Thursday, October 30, 2014

Franciscus de Mayronis on Metaphysics

Franciscus de Mayronis, Conflatus prol. q. 14 (ed. Venezia 1520, 8vb):


...metaphysica accipitur dupliciter: uno modo ut tractat de ente ut ens est, et tunc isto modo nihil cognoscitur de Deo nisi praecise ea quae sequuntur ens in quantum ens. Alio modo ut considerat de aliis contentis sub ente, et isto modo considerat de Deo. Et quia Deus inter cetera quae continentur sub ente est quid nobilissimum, hinc est quod metaphysica quae considerat de Deo est summa et nobilissima. Unde Augustinus vocat platonicos philosophos theologos.


'Metaphysics' is understood in two ways. In one way as it treats of being qua being, and in that way the only things that are known about God are those which follow upon being qua being. In the other way as it considers other things contained under being, and in that mode it considers God. And because God is the most noble thing among those which are contained under being, hence it is that the metaphysics which treats of God is the highest and noblest. Whence Augustine calls the platonic philosophers theologians.

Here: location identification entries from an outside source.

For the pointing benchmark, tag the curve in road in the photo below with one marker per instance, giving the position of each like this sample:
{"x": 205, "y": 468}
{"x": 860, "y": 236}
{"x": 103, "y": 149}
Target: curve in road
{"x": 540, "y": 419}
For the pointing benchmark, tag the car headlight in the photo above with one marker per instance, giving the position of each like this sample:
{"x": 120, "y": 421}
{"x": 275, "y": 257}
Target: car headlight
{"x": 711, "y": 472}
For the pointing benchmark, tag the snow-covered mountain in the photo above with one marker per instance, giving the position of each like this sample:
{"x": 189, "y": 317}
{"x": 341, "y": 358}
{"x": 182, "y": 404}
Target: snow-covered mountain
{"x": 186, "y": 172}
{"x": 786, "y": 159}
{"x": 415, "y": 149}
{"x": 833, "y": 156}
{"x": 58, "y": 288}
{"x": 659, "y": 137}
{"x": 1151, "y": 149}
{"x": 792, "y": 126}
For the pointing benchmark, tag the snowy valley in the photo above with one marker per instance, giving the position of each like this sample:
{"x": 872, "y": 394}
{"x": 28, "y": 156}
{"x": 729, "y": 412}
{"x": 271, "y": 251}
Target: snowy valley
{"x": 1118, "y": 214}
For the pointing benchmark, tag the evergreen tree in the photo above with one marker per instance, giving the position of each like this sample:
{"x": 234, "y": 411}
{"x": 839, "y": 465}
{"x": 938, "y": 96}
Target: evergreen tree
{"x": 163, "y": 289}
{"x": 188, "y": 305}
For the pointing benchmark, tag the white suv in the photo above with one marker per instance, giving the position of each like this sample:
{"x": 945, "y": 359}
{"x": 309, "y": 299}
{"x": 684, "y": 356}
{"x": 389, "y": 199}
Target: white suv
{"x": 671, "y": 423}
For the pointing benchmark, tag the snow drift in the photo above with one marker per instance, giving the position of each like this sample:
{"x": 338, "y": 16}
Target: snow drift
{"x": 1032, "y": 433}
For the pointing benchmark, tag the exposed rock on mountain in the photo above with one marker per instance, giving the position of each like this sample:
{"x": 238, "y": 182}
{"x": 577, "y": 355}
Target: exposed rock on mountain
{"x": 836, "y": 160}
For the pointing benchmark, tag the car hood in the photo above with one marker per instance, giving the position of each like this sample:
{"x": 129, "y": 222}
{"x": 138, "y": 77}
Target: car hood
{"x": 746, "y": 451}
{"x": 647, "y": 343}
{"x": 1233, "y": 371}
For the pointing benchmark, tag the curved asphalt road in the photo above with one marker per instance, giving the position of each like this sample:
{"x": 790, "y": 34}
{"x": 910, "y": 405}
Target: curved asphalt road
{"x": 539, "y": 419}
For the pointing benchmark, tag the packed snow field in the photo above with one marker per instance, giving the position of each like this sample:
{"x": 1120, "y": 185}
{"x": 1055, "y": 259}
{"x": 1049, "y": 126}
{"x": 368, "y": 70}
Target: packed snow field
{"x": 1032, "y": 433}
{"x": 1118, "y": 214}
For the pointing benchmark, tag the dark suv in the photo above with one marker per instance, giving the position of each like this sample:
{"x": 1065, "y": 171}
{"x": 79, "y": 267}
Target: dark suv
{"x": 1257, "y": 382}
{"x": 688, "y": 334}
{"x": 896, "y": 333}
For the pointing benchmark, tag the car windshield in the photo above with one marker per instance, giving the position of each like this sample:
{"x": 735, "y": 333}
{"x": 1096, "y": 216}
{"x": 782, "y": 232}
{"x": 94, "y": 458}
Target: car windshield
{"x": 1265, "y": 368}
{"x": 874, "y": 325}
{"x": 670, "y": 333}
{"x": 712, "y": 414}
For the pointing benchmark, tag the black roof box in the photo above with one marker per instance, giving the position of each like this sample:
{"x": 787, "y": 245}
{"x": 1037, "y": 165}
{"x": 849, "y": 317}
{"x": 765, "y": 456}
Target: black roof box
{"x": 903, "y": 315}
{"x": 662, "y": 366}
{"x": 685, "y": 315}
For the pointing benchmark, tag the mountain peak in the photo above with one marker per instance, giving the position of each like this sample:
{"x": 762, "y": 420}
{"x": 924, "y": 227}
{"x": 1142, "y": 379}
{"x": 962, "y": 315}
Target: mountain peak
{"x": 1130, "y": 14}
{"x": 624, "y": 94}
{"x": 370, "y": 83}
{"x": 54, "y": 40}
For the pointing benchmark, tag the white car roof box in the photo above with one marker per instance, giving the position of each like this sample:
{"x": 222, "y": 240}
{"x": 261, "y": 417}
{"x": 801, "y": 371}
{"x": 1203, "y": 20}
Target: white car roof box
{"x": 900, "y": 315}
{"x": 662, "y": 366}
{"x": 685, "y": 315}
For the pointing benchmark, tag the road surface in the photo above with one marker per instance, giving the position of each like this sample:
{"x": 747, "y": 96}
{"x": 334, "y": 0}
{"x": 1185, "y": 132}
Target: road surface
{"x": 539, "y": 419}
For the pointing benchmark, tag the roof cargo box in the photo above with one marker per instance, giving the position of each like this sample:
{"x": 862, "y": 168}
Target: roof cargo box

A step on the road to the distinction between general and special metaphysics.

2 comments:

Daniel said...

Apologies if I am missing some important nuance here but it always struck me that the old dispute stemming from the Arabian commentators on Aristotle as to whether the proper object of Metaphysics was Being or God, is singularly pointless given the convertibility of the Transcendentals and Platonic/Fourth Way type proofs based on that.

Lee Faber said...

I'm not sure I see the connection here. I would think it would make the problem worse since the fourth way posits a measure of a genus and God isn't in a genus so you have an explanatory gap between the transcendentals and god.